The following steps[2] must be followed to ensure correct use of the BVM:

An oropharyngeal airway may be inserted to prevent airway occlusion when the patient is supine.

The rescuer should be at the patient’s head. A good seal must be achieved with the mask and the face. The pointed end of the mask must be over the nose, and the curved end just below the lower lip.

A one-person technique requires the "E-C seal" method where the first and second digits form a "C" over the mask with the thumb pressing down by the nasal bridge, the second digit over the bottom of the mask by the mouth, and your remaining three digits forming an "E" over the mandible to hold the mask tight. There should be no gaps between the mask and the face. You can also perform the “head-tilt chin lift” maneuver or a “jaw-thurst” if indicated to maitain airway patency.

In a two-person technique, the second rescuer squeezes the bag while the first rescuer uses the same E-C technique with both hands.
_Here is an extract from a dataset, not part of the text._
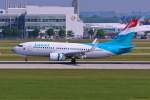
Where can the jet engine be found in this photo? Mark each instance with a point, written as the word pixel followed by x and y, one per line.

This is more effective in delivering the required tidal volume and also creates a better seal.[3]

Ensure that the soft tissue around the neck is not compressed by the rescuer's fingers.

Indications

It is indicated for hypercapnic respiratory failure, hypoxic respiratory failure, apnea, or altered mental status with the inability to protect the airway.[2] It's usage is advocated while delivering breaths during cardiopulmonary resuscitation.[4] Also, patients who are undergoing general anesthesia for elective surgery may require bag mask ventilation.[2]

Contraindications

There are no contraindications for bag mask ventilation.[2]

References

  1. Fahey DG. The self-inflating resuscitator--evolution of an idea. Anaesth Intensive Care. 2010 Jul;38 Suppl 1:10-5.
  2. 2.0 2.1 2.2 2.3 2.4 Bucher JT, Cooper JS. Bag Mask Ventilation (Bag Valve Mask, BVM). 2020 Feb 6. StatPearls [Internet]. Treasure Island (FL): StatPearls Publishing; 2020 Jan. Available from http://www.ncbi.nlm.nih.gov/books/NBK441924/
  3. Jesudian MC, Harrison RR, Keenan RL, Maull KI. Bag-valve-mask ventilation; two rescuers are better than one: preliminary report. Crit care med. 1985 Feb;13(2):122-3.
  4. Elam JO. Bag-valve-mask O 2 ventilation. InAdvances in Cardiopulmonary Resuscitation 1977 (pp. 73-79). Springer, New York, NY.